Seahorses, genus Hippocampus erectus, are subject to large and continuously-growing international trade. Concerns with the effects of trade on seahorse population worldwide have led to their international protection by the Convention on International Trade in Endangered Species of Wild Fauna and Flora (CITES). In order to manage seahorse populations, we first need to understand their basic biology. The purpose of this project was to establish an energy budget for Hippocampus erectus from Tampa Bay, Florida. A total of 108 specimens were collected throughout Tampa Bay from 2004 to 2007 using 21.3 m offshore seines and 6.1 m otter trawls. Those specimens were utilized to determine different components of the energy budget: size at maturity, feeding and nutrition within a captive environment, and metabolic rate. Seahorses collected in the study ranged in size from 4 mm to 160 mm, and were 0 to 4 years in age. Conventional methods of aging fish could not be applied to this species.
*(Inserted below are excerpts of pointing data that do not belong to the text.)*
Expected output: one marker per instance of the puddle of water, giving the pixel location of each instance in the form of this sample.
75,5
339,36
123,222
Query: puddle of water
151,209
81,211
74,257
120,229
Instead, an alternative method that involved sectioning vertebrae and using Scanning Electron Microscopy (SEM) to enumerate age-specific marks on vertebra was employed. Age data were then paired against length-weight charts to estimate age by length and mass. Length-frequencies were segregated by sex and compared to the growth data. No sex-specific differences were found. Fish reared in captivity were also used for nutrition, respiration, excretion analysis. Hippocampus erectus in captivity were calculated to have a resting respiration rate of 85.9 microliter O2/g/h and an excretion rate of 0.48 mmol NH3/g/h. The viscera of H. erectus and Artemia spp. were broken into protein and lipid content by caloric composition. The overall percentage of protein per seahorse was 11% and 17% by lipid concentration. Overall the sum of energy cost of H. erectus accounted for 81% of the total energy ingested.